Shia LaBeouf has always been a character. In 2014, at the Berlin Film Festival, he wore a paper bag over his head reading “I am Not Famous Anymore.” Later that same year, he performed #IAMSORRY, where he wore the paper bag again and let people visit him in a room while he sat silently, sometimes weeping. On top of these performances were multiple arrests for public drunkenness, that culminated in a 2017 incident after which he attended a 12-step rehab and anger management program. That is where “Honey Boy,” written by LaBeouf and directed by Alma Har’el (“LoveTrue”), was written.
In an opening montage centered around LaBeouf’s breakthrough in the early 2000s, Otis, LaBeouf’s cinematic alter ego played by Lucas Hedges (“Boy Erased”), falls apart in a booze soaked spiral as he films blockbuster after blockbuster. It’s jarring, almost painfully so, making it the perfect way to convey a fractured, addicted headspace. After a horrific car wreck and an arrest where he spars with police officers, Otis is sent to rehab.
Then the movie jumps to Otis’s childhood. Noah Jupe (“A Quiet Place”), a child actor, plays young Otis. His father, played by LaBeouf, acts as his chaperone. He’s a recovering alcoholic and convicted felon, constantly hitting on the nearest woman and reminding anyone and everyone about his glory days as a rodeo clown. He’s latched onto his son for the money from his acting success, not to right any wrongs.
Yet this is no caricature — LaBeouf has never performed this well or this honestly. Playing his own father, LaBeouf wears his heart on his sleeve. He’s not afraid to rip it to shreds right in front of one’s eyes.
The bulk of the movie is conversations between Otis and his father, with each character asking for what the other cannot give them. Otis needs a stable adult in his life, while his father wants his son to forgive, condone and encourage his bad choices. While their relationship is anything but healthy, there’s still love between them, which, for better or for worse, makes it hard for either of them to step away.
Adult Otis watches this all play out with the audience, trying to come to terms with it. The rehab scenes are just as honest as the flashbacks, with LaBeouf psychoanalyzing his own anger issues, narcissism, trauma and addiction. It’s incredibly brave.
“Honey Boy” is a riveting dialogue between past and present; between violence and trauma. It’s genuinely heartbreaking. There are no easy answers, and one gets the sense that LaBeouf himself still isn’t sure how to feel about his father.
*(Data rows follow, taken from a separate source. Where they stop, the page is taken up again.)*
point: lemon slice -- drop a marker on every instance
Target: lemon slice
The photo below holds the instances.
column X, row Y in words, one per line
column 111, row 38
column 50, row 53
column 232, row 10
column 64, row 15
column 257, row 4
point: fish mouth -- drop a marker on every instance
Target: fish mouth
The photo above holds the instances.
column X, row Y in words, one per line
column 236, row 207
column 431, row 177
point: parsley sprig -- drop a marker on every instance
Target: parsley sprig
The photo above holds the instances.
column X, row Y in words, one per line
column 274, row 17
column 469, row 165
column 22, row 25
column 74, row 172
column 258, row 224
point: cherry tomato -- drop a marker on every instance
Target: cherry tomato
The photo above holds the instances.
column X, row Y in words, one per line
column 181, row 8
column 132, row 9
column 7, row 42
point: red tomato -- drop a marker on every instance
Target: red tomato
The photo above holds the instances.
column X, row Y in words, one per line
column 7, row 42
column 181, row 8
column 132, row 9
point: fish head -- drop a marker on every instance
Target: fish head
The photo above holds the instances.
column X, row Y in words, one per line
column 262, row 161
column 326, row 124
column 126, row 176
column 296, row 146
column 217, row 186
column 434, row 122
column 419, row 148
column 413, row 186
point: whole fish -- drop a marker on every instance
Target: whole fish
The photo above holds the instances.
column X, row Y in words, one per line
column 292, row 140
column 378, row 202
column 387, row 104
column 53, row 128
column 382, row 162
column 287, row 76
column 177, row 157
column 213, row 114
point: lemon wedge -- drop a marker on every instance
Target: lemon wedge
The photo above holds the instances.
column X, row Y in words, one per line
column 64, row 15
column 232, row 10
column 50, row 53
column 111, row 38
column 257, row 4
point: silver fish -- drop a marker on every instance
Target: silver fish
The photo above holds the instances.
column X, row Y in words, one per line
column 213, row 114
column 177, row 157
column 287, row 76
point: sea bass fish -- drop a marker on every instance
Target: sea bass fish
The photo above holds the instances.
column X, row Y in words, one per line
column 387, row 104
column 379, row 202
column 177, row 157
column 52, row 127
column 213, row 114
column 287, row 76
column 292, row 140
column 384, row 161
Looking back, LaBeouf’s performance art doesn’t seem so silly. Of course he would try and avoid fame after what his childhood was like. Plus, what’s so different between making a movie like “Honey Boy” and sitting alone with strangers and crying one’s eyes out, laying personal trauma bare for all the world to see? It may not be the most subtle, structured or healthy way to go about things, but it makes for remarkable cinema.